Но сомнение его было неискренним. В последнее время он уже кое-что прослышал об освобождении из тюрем, и теперь, подумав об Аниське обычное «легкий на вспомине», – подхватил костыль, во всю прыть захромал со двора…
Аниська сидел за столом, странно непохожий на прежнего красивого парня, постаревший, сутулый, с горящим угрюмым взглядом.
Федора и вытянувшаяся, как лоза, остроплечая Варюшка разглядывали дорогого гостя счастливыми заплаканными глазами.
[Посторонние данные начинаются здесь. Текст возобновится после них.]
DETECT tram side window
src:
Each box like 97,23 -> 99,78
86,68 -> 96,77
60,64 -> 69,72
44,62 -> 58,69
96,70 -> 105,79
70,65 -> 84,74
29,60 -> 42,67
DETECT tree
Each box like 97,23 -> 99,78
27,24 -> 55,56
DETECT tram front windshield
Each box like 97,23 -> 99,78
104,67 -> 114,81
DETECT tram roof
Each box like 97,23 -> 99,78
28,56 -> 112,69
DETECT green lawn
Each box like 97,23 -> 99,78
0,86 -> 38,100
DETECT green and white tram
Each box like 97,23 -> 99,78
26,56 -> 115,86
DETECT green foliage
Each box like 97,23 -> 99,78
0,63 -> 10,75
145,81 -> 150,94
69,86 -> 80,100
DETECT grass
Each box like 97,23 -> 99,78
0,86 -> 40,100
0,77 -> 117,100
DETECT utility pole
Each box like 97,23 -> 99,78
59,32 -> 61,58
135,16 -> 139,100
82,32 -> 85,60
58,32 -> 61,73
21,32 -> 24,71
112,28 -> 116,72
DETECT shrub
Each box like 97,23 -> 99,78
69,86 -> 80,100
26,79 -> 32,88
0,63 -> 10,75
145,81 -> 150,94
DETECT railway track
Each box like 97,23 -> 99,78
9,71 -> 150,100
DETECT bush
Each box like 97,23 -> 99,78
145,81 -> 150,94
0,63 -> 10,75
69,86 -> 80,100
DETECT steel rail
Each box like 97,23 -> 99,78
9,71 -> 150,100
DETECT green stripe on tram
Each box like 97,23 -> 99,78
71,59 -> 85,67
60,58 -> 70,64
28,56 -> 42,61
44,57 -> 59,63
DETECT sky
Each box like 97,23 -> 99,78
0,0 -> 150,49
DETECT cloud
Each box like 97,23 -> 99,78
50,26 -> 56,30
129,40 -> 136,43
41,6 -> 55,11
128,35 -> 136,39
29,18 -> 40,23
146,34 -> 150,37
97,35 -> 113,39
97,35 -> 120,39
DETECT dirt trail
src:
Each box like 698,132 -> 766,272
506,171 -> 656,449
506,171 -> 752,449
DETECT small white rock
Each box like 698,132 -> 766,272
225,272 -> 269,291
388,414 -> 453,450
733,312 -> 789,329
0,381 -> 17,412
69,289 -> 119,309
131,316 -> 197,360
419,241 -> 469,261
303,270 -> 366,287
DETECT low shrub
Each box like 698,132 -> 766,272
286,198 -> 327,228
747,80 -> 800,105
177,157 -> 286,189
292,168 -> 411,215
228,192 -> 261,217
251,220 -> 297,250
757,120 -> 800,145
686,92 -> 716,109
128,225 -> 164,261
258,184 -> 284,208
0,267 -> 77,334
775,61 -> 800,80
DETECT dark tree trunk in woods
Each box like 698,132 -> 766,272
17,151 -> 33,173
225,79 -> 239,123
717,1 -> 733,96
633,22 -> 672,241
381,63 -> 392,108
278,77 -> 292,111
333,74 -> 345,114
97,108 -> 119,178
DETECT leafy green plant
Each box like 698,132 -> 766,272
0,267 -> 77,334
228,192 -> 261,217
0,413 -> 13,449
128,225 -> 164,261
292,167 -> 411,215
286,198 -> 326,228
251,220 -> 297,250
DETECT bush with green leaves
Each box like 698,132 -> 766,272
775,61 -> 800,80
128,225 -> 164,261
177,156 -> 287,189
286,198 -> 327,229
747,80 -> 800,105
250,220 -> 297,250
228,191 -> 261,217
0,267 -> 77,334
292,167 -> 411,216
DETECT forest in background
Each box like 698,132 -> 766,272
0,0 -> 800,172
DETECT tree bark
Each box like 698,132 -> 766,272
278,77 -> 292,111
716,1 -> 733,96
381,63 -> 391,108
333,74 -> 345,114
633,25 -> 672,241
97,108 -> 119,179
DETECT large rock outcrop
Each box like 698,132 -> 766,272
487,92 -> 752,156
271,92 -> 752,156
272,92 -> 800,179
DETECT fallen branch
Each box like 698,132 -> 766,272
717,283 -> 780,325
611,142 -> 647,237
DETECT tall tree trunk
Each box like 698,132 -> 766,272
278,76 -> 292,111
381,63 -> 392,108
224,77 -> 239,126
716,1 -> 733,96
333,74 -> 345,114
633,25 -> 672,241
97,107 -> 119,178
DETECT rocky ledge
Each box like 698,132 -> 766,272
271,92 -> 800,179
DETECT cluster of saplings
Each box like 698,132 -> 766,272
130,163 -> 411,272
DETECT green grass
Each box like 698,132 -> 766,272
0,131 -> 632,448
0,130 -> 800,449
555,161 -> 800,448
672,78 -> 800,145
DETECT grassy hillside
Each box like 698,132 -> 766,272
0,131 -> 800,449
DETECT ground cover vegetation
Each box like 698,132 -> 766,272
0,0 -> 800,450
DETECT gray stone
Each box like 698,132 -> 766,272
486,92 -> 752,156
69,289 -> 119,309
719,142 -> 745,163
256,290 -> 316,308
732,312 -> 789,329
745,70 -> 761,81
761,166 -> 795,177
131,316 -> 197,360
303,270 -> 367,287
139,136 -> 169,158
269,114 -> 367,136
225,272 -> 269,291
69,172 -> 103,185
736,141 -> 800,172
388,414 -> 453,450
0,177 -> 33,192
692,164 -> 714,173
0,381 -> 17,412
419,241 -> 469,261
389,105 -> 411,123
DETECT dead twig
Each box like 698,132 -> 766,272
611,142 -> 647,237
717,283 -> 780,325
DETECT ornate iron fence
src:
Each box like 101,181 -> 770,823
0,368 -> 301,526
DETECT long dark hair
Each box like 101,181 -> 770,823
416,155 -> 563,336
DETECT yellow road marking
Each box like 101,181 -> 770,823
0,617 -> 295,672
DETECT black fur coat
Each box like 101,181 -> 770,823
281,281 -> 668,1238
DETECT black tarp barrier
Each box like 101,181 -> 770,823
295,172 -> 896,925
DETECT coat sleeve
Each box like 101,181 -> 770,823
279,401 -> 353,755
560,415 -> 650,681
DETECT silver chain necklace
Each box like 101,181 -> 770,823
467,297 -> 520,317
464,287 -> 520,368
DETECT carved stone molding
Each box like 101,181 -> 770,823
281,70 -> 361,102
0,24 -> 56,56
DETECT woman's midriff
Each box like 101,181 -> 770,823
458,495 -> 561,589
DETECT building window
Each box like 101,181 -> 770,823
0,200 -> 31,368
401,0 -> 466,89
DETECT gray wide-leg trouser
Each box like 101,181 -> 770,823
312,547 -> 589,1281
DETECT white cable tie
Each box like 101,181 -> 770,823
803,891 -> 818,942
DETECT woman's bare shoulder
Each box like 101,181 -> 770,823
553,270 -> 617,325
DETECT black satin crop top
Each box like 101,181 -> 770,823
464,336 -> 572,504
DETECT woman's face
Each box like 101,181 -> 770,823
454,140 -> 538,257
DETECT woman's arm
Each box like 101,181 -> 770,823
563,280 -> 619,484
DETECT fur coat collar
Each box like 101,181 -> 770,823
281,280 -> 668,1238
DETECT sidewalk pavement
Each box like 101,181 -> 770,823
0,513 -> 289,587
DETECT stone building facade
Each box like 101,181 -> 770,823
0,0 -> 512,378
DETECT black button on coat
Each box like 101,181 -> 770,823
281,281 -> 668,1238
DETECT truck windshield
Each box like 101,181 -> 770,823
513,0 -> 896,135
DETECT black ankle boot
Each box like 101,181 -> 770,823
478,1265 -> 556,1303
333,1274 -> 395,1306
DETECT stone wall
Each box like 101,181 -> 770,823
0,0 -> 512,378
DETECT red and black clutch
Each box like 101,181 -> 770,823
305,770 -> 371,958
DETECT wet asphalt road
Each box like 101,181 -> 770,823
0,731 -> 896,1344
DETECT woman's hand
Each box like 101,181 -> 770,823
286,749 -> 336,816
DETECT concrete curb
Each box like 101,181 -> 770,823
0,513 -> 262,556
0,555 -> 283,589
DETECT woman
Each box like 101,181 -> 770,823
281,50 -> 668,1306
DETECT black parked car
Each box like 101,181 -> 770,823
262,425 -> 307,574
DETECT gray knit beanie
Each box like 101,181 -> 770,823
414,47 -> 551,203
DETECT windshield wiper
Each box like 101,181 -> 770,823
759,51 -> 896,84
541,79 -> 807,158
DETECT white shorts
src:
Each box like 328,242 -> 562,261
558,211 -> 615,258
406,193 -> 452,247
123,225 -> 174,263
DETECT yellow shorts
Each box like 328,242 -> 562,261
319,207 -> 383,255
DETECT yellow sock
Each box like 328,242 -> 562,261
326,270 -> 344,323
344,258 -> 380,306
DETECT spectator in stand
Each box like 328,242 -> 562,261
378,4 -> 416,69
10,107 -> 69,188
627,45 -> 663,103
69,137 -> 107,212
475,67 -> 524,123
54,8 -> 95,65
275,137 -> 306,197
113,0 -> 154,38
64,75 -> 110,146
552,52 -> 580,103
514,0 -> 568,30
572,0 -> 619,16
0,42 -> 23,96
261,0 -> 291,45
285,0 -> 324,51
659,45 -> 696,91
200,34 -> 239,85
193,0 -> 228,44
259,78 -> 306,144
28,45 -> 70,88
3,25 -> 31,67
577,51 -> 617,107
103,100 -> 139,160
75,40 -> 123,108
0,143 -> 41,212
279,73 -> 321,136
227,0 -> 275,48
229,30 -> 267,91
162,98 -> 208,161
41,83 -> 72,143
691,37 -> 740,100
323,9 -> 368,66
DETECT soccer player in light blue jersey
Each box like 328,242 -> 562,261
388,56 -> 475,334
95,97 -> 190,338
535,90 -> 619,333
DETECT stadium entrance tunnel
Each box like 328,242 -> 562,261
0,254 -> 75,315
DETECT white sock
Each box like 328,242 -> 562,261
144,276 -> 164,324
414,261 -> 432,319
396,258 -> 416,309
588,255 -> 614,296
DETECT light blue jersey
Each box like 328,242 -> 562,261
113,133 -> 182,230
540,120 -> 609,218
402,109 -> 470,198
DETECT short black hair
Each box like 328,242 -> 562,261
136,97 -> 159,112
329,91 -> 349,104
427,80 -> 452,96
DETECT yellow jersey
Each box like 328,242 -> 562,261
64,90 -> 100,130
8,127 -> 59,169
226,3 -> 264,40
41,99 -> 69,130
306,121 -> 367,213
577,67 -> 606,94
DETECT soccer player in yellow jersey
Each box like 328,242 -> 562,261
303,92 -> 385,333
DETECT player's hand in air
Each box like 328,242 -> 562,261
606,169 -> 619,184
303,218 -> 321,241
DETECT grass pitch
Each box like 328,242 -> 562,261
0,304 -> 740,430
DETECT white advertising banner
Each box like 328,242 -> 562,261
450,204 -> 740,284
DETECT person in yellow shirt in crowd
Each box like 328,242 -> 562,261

Бормоча что-то несуразное, путая ногами, Панфил бросился к товарищу. Рыбаки сдавили друг друга, как два борющихся медведя.
– Егорыч! Атаман! – взволнованно выкрикивал Панфил. – Ах, бедолага! Ты ли это, а?
– Как видишь, кажись, я, – улыбнулся Аниська. – Ты как, дядя Панфил? Шкандыбаешь еще?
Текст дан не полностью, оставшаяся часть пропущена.